This is my last day at Rocky Top Talk.
First, a word of thanks to the folks at SB Nation. I’ve been proud to be a small, orange-tinted part of this network for the past eight-and-a-half years; this was my decision and I appreciate their patience as I’ve been in the process of making it. This includes the group of smart and talented writers I’ve had the privilege of sharing this space with for all these years, who helped me and I hope you make a little bit of sense out of a really weird, never boring time for Tennessee.
I became a pastor in June 2006, moved from Knoxville to southwest Virginia, and started writing about the Vols ten days later. At first it was mostly a way to connect with friends and family back home, but thanks to Joel Hollingsworth asking me to join this site in 2008 it became so much more.

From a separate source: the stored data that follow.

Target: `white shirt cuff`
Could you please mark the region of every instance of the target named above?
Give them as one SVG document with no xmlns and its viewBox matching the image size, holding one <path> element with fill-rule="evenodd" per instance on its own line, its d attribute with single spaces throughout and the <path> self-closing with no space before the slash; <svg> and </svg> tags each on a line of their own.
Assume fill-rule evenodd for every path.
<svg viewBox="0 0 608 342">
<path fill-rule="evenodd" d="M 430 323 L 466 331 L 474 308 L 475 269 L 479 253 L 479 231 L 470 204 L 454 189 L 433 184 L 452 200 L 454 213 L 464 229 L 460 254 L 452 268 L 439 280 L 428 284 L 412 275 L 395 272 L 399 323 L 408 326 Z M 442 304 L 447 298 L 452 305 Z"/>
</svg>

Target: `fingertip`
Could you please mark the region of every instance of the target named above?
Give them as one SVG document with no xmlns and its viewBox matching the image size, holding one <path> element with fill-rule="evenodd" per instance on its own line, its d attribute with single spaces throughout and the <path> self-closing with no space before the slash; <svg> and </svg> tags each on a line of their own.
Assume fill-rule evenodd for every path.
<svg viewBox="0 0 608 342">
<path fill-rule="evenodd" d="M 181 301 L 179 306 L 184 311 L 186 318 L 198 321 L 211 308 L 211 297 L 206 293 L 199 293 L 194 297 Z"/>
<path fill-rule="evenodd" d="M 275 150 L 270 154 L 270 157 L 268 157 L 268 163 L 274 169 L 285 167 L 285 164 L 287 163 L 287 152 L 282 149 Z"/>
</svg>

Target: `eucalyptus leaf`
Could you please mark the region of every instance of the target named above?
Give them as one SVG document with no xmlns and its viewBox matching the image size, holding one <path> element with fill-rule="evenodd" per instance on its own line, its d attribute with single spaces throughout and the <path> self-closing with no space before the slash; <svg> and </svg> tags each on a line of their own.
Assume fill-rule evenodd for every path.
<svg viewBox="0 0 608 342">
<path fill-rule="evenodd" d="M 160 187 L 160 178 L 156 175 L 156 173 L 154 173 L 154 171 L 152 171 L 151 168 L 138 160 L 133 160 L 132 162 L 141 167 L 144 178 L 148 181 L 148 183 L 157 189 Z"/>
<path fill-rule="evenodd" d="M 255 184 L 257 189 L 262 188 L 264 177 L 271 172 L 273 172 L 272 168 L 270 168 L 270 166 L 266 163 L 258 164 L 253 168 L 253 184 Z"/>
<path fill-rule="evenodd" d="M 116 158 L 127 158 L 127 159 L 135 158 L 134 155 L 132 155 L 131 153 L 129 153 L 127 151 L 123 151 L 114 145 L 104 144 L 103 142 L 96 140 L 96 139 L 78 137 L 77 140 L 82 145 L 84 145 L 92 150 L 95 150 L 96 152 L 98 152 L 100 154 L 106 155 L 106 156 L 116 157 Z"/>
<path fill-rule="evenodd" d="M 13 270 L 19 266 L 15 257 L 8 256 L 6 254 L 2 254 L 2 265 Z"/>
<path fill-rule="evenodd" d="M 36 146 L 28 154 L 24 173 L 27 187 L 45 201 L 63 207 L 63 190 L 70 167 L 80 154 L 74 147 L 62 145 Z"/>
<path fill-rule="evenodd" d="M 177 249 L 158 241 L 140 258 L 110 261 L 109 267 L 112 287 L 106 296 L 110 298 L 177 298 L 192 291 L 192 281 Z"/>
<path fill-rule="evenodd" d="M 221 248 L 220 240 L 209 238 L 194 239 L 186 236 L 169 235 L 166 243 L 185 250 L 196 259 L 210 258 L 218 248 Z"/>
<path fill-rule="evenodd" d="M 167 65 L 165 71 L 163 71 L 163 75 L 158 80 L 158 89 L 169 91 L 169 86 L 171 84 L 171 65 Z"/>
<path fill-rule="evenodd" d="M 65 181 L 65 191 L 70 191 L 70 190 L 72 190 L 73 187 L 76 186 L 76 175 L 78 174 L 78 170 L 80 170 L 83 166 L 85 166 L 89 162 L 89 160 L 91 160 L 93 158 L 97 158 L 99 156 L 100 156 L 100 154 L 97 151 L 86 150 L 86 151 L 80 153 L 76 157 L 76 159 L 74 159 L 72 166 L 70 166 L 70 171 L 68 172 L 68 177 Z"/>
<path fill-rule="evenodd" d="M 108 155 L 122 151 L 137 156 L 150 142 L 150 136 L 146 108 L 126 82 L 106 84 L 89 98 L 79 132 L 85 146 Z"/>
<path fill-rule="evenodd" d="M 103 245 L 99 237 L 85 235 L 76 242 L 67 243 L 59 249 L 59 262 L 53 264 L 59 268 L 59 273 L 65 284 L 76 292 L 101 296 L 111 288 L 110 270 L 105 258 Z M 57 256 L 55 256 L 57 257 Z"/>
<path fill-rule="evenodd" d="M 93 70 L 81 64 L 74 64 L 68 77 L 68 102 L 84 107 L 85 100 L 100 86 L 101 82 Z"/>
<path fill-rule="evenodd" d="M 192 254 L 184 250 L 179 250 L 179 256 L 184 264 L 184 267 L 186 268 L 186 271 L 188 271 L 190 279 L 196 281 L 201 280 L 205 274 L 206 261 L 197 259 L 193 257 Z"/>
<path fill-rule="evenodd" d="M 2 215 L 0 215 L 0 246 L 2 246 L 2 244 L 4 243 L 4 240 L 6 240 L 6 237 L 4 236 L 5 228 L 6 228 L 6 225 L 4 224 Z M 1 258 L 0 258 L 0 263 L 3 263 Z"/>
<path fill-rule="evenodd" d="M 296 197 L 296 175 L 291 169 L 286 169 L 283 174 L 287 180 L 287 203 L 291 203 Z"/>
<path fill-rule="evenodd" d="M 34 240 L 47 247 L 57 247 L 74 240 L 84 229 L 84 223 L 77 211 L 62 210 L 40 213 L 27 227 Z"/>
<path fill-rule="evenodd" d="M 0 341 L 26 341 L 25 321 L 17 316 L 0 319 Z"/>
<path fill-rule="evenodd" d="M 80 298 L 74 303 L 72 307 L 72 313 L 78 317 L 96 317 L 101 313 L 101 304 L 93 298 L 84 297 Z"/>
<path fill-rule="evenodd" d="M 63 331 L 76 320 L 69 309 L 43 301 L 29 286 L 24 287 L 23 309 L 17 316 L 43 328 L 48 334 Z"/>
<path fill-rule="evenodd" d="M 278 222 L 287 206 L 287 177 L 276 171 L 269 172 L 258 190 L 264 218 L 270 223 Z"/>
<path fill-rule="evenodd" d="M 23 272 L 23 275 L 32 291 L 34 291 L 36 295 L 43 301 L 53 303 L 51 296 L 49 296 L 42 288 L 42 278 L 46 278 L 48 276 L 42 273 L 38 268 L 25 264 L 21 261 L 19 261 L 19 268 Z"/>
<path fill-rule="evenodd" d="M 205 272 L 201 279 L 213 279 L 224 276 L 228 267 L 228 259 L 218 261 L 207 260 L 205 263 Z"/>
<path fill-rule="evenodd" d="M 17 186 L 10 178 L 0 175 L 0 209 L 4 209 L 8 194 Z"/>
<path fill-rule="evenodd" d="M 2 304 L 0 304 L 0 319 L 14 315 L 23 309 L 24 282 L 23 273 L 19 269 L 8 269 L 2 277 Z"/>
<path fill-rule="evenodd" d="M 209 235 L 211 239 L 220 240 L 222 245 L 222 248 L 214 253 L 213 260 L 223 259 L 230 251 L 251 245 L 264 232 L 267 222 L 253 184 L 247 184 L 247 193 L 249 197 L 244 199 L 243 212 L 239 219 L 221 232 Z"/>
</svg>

As a pastor and a Tennessee blogger, any fruitfulness or failure I’ve had at the one has always come in the context of the other, and likewise I’ve always hoped the one was making me better at the other. I am incredibly grateful to the people I’ve had a chance to serve in Ceres, VA and Athens, TN, who in these 11 years have never once questioned how I spend my time.
When Joel left a few weeks ago, it created a great opportunity for me to reflect on a bunch of different things. And, to a bit of my own surprise, I realized pushing the reset button was the option I was finding most attractive.
My wife and I are thrilled to be expecting our first child in October (he’s due on the bye week, so we’re off to a good start). And there are one or two other things I’d like to write about that have never quite found their way to the top of the queue because I’ve continually enjoyed researching and writing thousands of words on RPI or Casey Clausen or some other historical rabbit hole.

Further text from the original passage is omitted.